All Letters
May 10, 2026

MacroScope Weekly — May 10, 2026

Current Regime: Reflation / Contracting Liquidity

TL;DR: No regime change — Reflation / Contracting holds for a second week, and if anything it firmed up: inflation ticked to +0.25 while growth stayed pinned near +0.68. The book is unchanged, anchored in real assets, gold, and a fat cash sleeve. The macro week was quiet on policy but loud on price: oil held in the low-$90s (WTI), and the market's attention has shifted to next week's Warsh confirmation vote and the April CPI print.


Composites: Reflation Entrenches

The story is consistency. Inflation is now firmly positive and still rising at the margin — the pipeline-costs channel keeps absorbing the energy shock, and the supply-chain pressure reading hasn't eased while Hormuz traffic stays depressed. Growth is unmoved near +0.68: the AI/semis capex cycle and resilient production are doing the heavy lifting, and there's no crack in the activity data yet.

Liquidity is the only thing keeping this from being an outright risk-on regime. The composite is hovering just below zero — central banks are frozen by the inflation scare and the dollar is firm — so the overlay stays Contracting. Two weeks in, Reflation looks entrenched rather than transitional.

Regime Classifier — Growth, Inflation, and Liquidity composites


The Portfolio: Steady Hands

With the regime stable, the tournament held its book — no turnover, which is exactly what you want in a confirmed regime:

  • Real assets: PDBC + XLE at 15% each — still the heaviest sleeve.
  • Defensive: GLD + XLP at 12.5% each — gold continuing to earn its keep as the inflation hedge.
  • Cash: SGOV at 20%.
  • Growth / Liquidity: SMH + QQQ and IEMG + HYG filling out the rest at reduced weight.

The discipline point: in a Contracting-liquidity regime the model deliberately keeps a fifth of the book in T-bills earning the front-end yield. That's not timidity — it's the regime's prescription, and it's what lets the risk sleeves run without over-committing.

Asset Holdings — portfolio weights over time


News: Quiet Policy, Loud Prices

A lighter week for scheduled events let the energy story breathe. Oil consolidated in the low-$90s WTI as Hormuz traffic stayed throttled but no fresh escalation hit the tape. Equities were choppy but resilient — the index is grinding, not breaking, and breadth has quietly improved as the energy and industrial names that the framework favours take leadership from the mega-cap complex.

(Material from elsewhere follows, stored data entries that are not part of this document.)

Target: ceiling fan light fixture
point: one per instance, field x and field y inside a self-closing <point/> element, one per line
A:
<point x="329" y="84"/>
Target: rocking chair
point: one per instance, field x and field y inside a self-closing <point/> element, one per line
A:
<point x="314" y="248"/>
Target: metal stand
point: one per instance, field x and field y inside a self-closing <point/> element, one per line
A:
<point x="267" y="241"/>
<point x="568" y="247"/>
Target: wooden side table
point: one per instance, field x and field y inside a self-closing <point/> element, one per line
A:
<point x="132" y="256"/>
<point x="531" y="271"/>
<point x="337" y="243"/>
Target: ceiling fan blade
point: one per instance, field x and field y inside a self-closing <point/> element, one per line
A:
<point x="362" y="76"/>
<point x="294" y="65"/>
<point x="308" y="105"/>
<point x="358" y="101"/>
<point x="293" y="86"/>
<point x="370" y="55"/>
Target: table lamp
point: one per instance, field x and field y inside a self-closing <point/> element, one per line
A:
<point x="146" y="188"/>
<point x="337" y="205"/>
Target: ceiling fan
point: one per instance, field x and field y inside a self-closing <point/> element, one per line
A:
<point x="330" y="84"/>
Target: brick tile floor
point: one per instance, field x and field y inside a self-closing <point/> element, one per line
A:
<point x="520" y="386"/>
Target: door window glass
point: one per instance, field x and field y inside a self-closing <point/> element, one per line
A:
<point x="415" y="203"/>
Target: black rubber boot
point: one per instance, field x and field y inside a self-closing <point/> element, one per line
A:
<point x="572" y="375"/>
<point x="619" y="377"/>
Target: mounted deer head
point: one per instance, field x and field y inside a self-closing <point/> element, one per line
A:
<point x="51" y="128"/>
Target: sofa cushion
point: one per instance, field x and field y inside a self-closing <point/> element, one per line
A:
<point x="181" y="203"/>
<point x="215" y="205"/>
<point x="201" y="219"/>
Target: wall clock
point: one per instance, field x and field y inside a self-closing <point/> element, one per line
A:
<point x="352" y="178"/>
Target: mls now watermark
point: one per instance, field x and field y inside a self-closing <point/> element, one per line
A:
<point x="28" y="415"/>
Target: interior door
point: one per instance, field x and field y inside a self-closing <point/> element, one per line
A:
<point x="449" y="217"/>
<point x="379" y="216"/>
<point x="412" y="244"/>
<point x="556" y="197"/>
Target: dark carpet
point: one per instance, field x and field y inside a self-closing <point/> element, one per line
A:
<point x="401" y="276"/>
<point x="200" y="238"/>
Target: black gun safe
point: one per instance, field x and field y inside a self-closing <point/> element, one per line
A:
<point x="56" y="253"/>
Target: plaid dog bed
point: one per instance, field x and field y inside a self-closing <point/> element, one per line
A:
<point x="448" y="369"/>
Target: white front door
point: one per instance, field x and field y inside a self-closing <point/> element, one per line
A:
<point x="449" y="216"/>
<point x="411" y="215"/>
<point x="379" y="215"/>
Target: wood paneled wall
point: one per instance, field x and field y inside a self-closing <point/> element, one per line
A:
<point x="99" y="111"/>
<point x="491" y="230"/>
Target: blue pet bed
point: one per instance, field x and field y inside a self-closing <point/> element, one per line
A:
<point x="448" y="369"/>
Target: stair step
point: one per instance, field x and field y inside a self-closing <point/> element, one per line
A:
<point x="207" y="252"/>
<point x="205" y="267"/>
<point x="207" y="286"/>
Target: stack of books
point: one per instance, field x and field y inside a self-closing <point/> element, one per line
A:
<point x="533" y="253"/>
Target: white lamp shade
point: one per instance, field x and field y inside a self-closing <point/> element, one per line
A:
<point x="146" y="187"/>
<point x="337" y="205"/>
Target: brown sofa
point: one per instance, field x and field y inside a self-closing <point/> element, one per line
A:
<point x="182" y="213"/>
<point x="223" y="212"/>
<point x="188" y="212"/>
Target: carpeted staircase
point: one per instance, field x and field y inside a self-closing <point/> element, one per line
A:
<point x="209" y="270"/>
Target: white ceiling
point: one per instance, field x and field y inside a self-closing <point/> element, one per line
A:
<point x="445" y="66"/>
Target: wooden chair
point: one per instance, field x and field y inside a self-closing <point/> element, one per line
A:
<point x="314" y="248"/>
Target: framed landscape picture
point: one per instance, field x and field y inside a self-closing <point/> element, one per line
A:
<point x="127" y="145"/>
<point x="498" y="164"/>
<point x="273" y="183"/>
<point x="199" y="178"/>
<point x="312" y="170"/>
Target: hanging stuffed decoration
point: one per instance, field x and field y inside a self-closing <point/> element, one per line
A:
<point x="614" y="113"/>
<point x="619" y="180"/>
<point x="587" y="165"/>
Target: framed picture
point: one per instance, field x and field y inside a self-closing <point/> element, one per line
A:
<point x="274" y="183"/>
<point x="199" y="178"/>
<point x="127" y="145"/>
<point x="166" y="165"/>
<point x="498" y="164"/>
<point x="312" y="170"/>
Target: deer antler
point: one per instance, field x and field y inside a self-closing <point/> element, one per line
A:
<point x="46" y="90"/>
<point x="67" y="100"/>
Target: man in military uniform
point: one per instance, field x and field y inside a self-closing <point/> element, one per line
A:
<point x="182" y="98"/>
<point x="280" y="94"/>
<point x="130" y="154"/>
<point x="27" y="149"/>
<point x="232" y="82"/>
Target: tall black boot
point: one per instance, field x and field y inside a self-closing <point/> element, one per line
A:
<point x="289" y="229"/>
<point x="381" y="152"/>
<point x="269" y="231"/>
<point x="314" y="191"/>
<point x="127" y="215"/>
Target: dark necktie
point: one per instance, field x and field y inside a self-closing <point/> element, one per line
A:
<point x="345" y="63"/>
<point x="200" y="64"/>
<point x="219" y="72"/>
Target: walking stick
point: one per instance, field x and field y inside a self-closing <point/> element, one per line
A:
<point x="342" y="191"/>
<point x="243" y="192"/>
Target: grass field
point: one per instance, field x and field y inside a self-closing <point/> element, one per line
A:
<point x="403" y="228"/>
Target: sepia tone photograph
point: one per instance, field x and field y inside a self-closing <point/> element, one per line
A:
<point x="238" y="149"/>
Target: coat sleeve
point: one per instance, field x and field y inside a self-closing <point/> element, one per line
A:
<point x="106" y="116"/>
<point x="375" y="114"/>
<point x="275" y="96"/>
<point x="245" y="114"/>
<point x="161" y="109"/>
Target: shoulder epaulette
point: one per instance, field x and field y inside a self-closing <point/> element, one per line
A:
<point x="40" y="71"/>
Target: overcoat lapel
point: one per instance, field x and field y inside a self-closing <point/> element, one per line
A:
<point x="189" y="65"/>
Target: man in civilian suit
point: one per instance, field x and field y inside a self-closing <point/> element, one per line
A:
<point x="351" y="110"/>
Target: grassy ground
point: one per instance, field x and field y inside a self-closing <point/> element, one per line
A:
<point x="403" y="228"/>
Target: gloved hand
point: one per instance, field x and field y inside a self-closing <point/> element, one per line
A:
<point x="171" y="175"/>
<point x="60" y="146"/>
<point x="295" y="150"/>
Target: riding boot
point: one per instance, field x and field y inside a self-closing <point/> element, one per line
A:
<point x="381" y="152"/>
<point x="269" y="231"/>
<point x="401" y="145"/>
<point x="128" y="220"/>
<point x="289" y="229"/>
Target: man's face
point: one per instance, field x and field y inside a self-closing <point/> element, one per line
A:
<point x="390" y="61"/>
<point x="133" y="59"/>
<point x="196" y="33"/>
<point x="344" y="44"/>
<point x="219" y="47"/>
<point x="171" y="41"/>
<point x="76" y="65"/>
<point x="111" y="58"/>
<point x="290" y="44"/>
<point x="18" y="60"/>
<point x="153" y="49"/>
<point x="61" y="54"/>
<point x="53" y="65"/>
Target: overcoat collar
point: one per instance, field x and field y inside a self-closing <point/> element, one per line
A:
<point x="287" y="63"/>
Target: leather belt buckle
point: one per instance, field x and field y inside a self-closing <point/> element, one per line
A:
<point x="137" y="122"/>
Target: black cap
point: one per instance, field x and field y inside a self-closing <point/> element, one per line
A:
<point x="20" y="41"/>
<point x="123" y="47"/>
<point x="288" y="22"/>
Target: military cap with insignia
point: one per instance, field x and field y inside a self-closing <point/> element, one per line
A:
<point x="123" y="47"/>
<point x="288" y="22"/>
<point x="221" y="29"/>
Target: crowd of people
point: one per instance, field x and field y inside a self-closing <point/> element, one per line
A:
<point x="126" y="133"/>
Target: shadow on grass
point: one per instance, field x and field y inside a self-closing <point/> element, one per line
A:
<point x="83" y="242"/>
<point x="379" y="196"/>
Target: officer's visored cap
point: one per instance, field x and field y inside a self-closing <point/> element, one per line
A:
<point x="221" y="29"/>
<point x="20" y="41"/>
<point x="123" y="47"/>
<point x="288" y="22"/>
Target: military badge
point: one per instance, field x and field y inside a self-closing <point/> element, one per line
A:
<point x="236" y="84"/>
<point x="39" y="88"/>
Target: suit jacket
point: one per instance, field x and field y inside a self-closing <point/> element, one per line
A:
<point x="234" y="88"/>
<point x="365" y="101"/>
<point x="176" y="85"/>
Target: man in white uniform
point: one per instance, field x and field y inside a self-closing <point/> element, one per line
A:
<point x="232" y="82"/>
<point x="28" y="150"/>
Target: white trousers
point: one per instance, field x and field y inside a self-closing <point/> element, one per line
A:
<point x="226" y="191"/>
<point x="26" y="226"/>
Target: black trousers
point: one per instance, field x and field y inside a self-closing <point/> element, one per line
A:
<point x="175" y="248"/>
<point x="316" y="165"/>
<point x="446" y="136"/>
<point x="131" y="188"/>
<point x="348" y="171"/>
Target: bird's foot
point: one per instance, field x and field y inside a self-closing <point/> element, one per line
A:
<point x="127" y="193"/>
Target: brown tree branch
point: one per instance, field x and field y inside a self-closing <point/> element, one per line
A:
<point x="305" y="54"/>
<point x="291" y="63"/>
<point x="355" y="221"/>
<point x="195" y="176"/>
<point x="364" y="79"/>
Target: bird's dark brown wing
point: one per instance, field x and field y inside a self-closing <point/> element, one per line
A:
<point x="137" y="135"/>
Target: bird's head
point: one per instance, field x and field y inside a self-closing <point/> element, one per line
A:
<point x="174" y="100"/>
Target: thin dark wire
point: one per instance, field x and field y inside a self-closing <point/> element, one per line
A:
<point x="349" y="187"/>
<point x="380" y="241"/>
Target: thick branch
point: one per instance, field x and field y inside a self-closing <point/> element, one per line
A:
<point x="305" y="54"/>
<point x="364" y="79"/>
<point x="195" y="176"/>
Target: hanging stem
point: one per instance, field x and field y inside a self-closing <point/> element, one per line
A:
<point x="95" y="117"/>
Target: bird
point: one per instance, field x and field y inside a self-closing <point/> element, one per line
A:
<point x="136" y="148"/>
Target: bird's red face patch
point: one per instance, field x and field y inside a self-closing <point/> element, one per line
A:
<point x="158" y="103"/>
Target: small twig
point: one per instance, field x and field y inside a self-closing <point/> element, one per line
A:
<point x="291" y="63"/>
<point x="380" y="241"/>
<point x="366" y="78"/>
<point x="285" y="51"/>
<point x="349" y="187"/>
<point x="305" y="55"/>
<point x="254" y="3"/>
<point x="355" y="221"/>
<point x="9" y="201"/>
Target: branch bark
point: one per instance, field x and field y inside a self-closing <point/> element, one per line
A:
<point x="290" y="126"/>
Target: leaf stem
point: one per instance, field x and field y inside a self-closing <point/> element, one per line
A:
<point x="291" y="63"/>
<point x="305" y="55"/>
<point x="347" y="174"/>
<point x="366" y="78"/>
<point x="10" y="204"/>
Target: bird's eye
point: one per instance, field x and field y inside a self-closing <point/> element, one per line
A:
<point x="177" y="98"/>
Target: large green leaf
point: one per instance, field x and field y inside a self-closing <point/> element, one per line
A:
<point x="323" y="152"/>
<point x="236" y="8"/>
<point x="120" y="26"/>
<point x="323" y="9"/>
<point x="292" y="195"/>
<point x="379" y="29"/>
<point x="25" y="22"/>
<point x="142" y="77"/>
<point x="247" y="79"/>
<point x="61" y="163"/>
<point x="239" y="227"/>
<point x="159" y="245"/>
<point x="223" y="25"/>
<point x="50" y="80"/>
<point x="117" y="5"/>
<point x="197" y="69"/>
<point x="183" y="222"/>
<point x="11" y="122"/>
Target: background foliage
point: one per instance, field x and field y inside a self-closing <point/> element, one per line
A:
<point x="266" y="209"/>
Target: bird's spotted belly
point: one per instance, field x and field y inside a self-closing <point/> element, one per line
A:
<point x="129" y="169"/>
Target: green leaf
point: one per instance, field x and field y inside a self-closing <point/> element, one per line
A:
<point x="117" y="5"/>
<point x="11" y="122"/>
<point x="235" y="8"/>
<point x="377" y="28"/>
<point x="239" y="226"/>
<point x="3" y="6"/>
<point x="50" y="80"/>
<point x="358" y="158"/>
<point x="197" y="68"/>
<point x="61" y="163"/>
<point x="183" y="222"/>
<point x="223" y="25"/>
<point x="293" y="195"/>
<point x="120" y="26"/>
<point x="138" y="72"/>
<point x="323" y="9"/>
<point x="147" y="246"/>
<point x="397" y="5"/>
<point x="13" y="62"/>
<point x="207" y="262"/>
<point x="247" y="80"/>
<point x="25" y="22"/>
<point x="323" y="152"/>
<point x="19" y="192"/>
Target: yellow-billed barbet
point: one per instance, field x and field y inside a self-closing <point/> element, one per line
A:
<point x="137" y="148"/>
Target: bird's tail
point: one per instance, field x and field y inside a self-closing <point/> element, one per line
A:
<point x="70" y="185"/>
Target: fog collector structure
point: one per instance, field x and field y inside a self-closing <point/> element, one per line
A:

Underneath, the inflation data is the thing to watch. With headline CPI already running near 4% and energy still climbing year-over-year, the April print due next week could be the one that forces the rate-hike conversation into the open.


Week Ahead

  • Warsh confirmation vote (expected ~May 13): The full Senate is expected to vote on Kevin Warsh's nomination. A confirmation closes the succession question and sets up the handover from Powell, whose term expires mid-month.
  • April CPI: The key print. A hot number cements Reflation and pulls hike odds forward; a cooler one would be the first hint the energy pass-through is peaking.
  • Oil: Unchanged as the master variable — the inflation composite lives and dies on the Hormuz headlines.

All model scores are normalized to a [-1, +1] scale through our proprietary normalization methodology. Positive readings indicate above-trend expansion; negative readings indicate below-trend contraction. Data updated through May 8, 2026.

MacroScope models are systematic tools, not investment advice. Past performance does not guarantee future results.